The Gujarat International Finance Tec-City (GIFT) will be the first international finance centre in the country and will help bring in at least $50 billion annually from investments, said Ramakant Jha, MD and Group CEO, GIFT City. In an interview with Surabhi, Jha said that he is also in talks with RBI and IRDA to allow transactions in foreign currencies as well as foreign insurers and re-insurers to set up shop in the IFC. Excerpts:
How will the decision by the Sebi board on Sunday help GIFT City?
There are two parts to GIFT City — the domestic financial services centre, for which rules are already in place and the international financial services centre (IFC) which is a special economic zone. Though there was a lot of interest in this by investors but they could not operate in the absence of rules. Now, Sebi has approved guidelines for setting up clearing corporations, stock exchanges and fund houses here. This will help the country as we were losing about $50 billion annually as businesses could not start here.
Apart from the Sebi decision, are you waiting for more guidelines to be notified?
We are hopeful that things will move fast especially since it has been announced in the Union Budget as well. Rules are likely to be finalised by the Ministry of Finance by March 30 and the Ministry of Commerce will also notify them. We are in dialogue with the Reserve Bank of India and the Insurance Regulatory and Development Authority. We have requested the RBI to amend the FEMA rules to allow for transaction in foreign currencies since the IFC will be deemed a foreign territory and banks will be on offshore territory. This has been accepted by the RBI. We have also sought from the IRDA to allow foreign insurers and re-insurers to set up branches in the IFC.
Are you also hoping for tax exemptions for GIFT City?
Yes, for the GIFT City to be successful, it must have a competitive tax regime, otherwise investors can go to other IFCs such as Malaysia, Singapore and Dubai.
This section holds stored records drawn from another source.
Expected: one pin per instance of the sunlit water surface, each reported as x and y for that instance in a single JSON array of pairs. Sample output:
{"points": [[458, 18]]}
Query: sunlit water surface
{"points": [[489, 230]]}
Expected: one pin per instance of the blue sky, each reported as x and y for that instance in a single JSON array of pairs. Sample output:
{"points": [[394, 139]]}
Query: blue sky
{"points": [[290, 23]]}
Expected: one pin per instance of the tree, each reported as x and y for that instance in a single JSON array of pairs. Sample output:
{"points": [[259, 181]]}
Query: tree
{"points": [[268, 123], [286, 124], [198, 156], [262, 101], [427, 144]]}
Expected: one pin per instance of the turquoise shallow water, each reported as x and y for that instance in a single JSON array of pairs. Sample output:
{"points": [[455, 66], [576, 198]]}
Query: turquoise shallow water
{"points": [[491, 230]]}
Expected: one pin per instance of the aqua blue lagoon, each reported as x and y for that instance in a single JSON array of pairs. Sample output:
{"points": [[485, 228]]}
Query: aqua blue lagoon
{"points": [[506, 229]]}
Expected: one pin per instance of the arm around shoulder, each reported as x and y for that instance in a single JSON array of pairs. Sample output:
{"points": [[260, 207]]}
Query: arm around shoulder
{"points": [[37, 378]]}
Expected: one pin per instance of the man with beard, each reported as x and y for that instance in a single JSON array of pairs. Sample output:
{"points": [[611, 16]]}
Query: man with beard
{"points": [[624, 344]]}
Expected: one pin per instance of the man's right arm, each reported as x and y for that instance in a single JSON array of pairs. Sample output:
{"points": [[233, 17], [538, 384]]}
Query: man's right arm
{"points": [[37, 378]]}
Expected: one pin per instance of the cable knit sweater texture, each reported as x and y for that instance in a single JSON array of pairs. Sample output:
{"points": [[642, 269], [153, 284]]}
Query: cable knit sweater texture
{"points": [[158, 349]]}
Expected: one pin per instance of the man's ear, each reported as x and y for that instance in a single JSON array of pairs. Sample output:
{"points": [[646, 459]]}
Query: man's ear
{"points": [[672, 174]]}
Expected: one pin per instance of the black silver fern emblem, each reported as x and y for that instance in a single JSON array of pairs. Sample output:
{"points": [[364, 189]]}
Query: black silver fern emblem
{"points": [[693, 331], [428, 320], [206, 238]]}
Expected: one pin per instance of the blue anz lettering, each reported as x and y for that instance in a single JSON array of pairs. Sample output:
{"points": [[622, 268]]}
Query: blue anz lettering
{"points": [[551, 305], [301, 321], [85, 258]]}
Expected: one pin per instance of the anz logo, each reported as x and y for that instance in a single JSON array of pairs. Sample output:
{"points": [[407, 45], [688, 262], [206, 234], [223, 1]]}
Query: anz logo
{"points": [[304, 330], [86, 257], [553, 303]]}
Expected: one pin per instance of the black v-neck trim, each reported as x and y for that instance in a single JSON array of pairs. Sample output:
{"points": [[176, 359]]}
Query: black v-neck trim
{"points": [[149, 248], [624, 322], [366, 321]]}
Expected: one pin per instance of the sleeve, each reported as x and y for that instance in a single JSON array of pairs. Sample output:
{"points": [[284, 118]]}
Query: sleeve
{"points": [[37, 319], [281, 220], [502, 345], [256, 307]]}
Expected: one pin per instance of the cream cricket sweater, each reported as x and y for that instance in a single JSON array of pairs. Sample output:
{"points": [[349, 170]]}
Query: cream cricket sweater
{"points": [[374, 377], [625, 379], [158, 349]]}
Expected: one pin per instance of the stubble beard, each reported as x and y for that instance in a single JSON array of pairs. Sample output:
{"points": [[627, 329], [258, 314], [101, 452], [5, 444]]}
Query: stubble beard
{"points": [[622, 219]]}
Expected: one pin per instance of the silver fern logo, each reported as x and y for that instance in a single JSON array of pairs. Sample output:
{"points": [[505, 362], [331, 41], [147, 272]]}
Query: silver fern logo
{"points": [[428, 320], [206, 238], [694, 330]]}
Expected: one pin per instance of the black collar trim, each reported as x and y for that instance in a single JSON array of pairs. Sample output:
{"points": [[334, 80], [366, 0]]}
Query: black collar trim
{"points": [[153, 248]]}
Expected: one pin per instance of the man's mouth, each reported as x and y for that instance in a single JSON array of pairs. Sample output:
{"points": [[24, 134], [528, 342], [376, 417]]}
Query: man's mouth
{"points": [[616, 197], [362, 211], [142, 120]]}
In line with the Malaysian tax regime, we have proposed that the tax rate should be only 3 per cent for the IFC in GIFT City. In Dubai, there is zero per cent tax. Second, we have also sought an alternate dispute resolution mechanism on the line of that in Singapore and Dubai to ensure faster resolution of legal disputes arising in the IFC at GIFT City.
What are the immediate plans for GIFT City?
We have already signed memorandum of understanding with the NSE and the BSE for setting up international stock exchanges. I think other foreign investors may wait and assess the situation but I expect to start getting some serious proposals in six months time.